A dinâmica orçamentária é a mesma da época da inflação, só que o déficit, ou o rombo, para usar o termo técnico, é coberto por dívida, não mais com papel pintado. Faz toda a diferença pois, para usar uma daquelas verdades monótonas de que é feita a ciência econômica, a dívida de hoje é o imposto de amanhã.
Ou seja, a dívida pública é uma espécie de imposto sobre a herança, ou um legado de novos impostos que deixamos para os nossos filhos.
Novamente estamos tributando um ausente, por miopia ou vilania mesmo, como se vê com clareza no debate sobre a Previdência.

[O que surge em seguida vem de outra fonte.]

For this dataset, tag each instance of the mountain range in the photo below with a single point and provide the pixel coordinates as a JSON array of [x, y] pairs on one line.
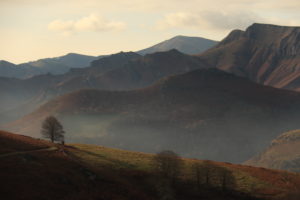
[[57, 65], [61, 65], [266, 54], [191, 113], [184, 44], [233, 96]]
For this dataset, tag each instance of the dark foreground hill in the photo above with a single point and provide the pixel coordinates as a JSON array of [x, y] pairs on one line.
[[266, 54], [204, 113], [282, 153], [36, 169]]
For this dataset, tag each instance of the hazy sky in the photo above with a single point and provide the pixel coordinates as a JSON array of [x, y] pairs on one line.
[[33, 29]]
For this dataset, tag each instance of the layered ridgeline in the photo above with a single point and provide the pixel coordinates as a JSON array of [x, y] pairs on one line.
[[62, 64], [205, 113], [57, 65], [122, 71], [266, 54], [184, 44], [283, 153], [76, 172]]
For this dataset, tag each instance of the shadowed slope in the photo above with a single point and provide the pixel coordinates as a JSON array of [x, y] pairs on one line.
[[267, 54], [204, 113]]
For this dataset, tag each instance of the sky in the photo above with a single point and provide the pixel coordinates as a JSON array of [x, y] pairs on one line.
[[34, 29]]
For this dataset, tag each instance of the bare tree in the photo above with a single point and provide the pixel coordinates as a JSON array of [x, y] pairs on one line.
[[168, 164], [52, 129], [226, 178], [203, 173]]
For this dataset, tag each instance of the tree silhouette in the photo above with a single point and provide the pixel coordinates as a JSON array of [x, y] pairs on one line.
[[168, 164], [52, 129]]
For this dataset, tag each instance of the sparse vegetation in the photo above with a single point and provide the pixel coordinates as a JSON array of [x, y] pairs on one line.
[[52, 129]]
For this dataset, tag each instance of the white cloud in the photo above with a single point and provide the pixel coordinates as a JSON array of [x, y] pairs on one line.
[[208, 20], [91, 23]]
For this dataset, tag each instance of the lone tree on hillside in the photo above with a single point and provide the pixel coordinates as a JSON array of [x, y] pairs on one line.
[[52, 129], [168, 164]]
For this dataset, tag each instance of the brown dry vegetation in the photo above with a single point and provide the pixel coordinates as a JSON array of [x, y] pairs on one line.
[[93, 172]]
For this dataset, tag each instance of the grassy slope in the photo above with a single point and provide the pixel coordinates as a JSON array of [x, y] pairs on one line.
[[283, 153], [95, 172], [259, 181]]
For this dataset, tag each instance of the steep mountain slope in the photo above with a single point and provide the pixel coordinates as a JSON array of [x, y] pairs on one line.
[[204, 113], [266, 54], [120, 71], [127, 71], [57, 65], [93, 172], [283, 153], [8, 69], [184, 44]]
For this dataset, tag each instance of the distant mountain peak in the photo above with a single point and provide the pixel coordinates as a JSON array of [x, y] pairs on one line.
[[184, 44]]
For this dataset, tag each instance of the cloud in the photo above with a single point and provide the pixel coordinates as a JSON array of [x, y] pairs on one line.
[[91, 23], [208, 20]]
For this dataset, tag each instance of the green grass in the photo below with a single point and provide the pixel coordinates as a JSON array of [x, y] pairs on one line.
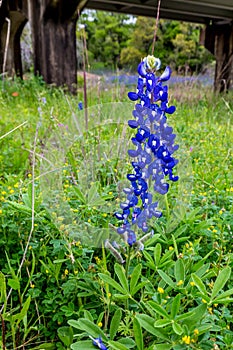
[[60, 270]]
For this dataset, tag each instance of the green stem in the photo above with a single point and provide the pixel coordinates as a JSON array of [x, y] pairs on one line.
[[167, 206], [127, 273]]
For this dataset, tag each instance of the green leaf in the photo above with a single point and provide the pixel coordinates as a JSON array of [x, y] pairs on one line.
[[45, 346], [88, 315], [157, 253], [66, 335], [162, 323], [221, 280], [175, 306], [196, 315], [2, 288], [163, 347], [115, 323], [147, 323], [177, 328], [138, 334], [20, 207], [150, 263], [224, 295], [111, 282], [120, 272], [223, 301], [19, 317], [179, 270], [89, 327], [139, 286], [92, 194], [135, 277], [166, 278], [158, 309], [83, 344], [80, 195], [198, 282], [128, 342], [116, 345]]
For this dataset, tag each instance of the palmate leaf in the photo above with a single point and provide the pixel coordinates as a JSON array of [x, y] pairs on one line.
[[89, 327], [147, 322], [115, 322], [120, 272], [200, 285], [136, 274], [112, 283], [220, 282], [138, 336]]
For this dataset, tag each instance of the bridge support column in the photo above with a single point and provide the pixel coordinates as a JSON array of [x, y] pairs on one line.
[[11, 25], [53, 26], [219, 41]]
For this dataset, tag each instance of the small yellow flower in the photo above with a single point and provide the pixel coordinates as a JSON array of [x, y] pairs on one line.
[[160, 290], [186, 339], [180, 283]]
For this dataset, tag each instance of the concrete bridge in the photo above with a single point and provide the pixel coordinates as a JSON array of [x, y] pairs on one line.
[[53, 25]]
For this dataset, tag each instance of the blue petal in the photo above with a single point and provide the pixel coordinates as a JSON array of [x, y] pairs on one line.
[[133, 96], [141, 69], [166, 74], [170, 110], [131, 237], [133, 123]]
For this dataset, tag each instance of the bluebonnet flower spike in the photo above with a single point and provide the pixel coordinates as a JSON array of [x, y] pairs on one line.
[[152, 156], [99, 343]]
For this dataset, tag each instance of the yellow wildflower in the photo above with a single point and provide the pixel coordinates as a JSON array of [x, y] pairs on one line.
[[160, 290], [186, 339]]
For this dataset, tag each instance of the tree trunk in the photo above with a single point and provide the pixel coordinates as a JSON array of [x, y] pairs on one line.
[[219, 41], [54, 41], [14, 18]]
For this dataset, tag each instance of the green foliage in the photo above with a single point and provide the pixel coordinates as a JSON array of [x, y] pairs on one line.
[[175, 294], [119, 41]]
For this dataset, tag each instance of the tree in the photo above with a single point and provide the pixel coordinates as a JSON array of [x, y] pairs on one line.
[[13, 17], [53, 26], [107, 35]]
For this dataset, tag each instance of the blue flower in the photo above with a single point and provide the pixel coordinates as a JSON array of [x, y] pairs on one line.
[[80, 105], [98, 342], [153, 160]]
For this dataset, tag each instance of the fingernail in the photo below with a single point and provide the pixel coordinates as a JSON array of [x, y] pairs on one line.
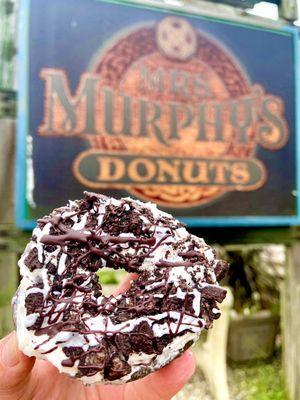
[[190, 353], [10, 352]]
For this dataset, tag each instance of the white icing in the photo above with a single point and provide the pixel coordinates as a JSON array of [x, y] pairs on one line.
[[34, 345]]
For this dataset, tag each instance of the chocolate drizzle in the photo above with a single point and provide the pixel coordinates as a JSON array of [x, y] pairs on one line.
[[117, 236]]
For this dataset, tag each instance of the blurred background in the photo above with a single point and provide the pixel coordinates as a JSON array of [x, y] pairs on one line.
[[253, 352]]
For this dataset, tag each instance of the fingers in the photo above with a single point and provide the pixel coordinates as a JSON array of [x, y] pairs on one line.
[[165, 383], [15, 368], [125, 284]]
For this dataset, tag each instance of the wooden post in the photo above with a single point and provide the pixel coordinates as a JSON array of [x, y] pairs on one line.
[[290, 311]]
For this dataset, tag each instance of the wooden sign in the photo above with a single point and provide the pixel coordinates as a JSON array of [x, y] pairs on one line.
[[193, 113]]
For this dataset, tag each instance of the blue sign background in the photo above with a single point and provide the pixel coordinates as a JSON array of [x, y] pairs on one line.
[[66, 34]]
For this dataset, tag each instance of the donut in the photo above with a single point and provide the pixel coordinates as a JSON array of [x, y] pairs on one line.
[[62, 316]]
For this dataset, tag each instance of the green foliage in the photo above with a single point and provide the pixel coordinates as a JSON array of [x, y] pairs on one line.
[[107, 276], [258, 381]]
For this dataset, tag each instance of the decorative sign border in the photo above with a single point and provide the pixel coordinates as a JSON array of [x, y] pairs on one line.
[[22, 219]]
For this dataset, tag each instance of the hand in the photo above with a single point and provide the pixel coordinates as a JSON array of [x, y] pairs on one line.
[[24, 378]]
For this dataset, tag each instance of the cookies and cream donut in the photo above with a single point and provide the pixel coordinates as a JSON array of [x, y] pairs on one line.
[[62, 316]]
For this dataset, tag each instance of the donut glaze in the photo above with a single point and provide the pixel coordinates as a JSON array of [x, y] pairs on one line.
[[62, 316]]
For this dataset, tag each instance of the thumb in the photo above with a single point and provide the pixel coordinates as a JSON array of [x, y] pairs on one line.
[[15, 368]]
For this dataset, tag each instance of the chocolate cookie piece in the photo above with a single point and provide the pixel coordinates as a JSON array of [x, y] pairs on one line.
[[63, 316]]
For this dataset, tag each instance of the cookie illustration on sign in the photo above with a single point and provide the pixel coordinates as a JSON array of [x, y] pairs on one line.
[[167, 114]]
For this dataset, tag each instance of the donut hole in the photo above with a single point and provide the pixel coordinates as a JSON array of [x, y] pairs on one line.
[[109, 279]]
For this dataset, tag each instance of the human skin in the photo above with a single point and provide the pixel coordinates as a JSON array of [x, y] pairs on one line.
[[25, 378]]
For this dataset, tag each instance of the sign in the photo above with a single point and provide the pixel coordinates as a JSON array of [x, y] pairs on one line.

As aposentadorias são maiores que o permitido pelas contribuições, de tal sorte que há um déficit que é coberto com dívida, e/ou com outros impostos (sobre a renda e sobre o faturamento das empresas) que faltam para cobrir outras atividades do Estado.
Há, portanto, um novo conflito distributivo em operação, e sua natureza é intergeracional: velhos explorando os jovens, seus próprios descendentes. O que era um imposto sobre o pobre, a inflação, agora, se transformou em uma contribuição a ser paga pelas crianças.
Esse país não devia ser descrito como cordial.
Mas, recentemente, uma CPI sobre a Previdência concluiu que não há déficit no sistema previdenciário brasileiro. Isso me faz lembrar que nunca houve uma CPI da inflação, a maior e mais duradoura desgraça econômica autoinfligida que o país já experimentou. Para ambas as situações, no Parlamento, há evidente intuito de negação, possivelmente a manifestação de um direito constitucional legítimo, o princípio do nemo tenetur se detegere, ou o direito de não produzir prova contra si mesmo.
Quem sentaria no banco dos investigados na CPI da inflação (além dos economistas heterodoxos, inocentes úteis de um processo social perverso) senão os senhores e senhoras que fazem as leis, inclusive orçamentárias, e o déficit?
Depois desta CPI da Previdência, ouvi uma oportuna sugestão de que deveríamos agora iniciar uma outra para investigar os atentados à matemática, ou sobre as razões pelas quais o Brasil permanece sendo o país do futuro que nunca chega.
Fonte: “O Globo”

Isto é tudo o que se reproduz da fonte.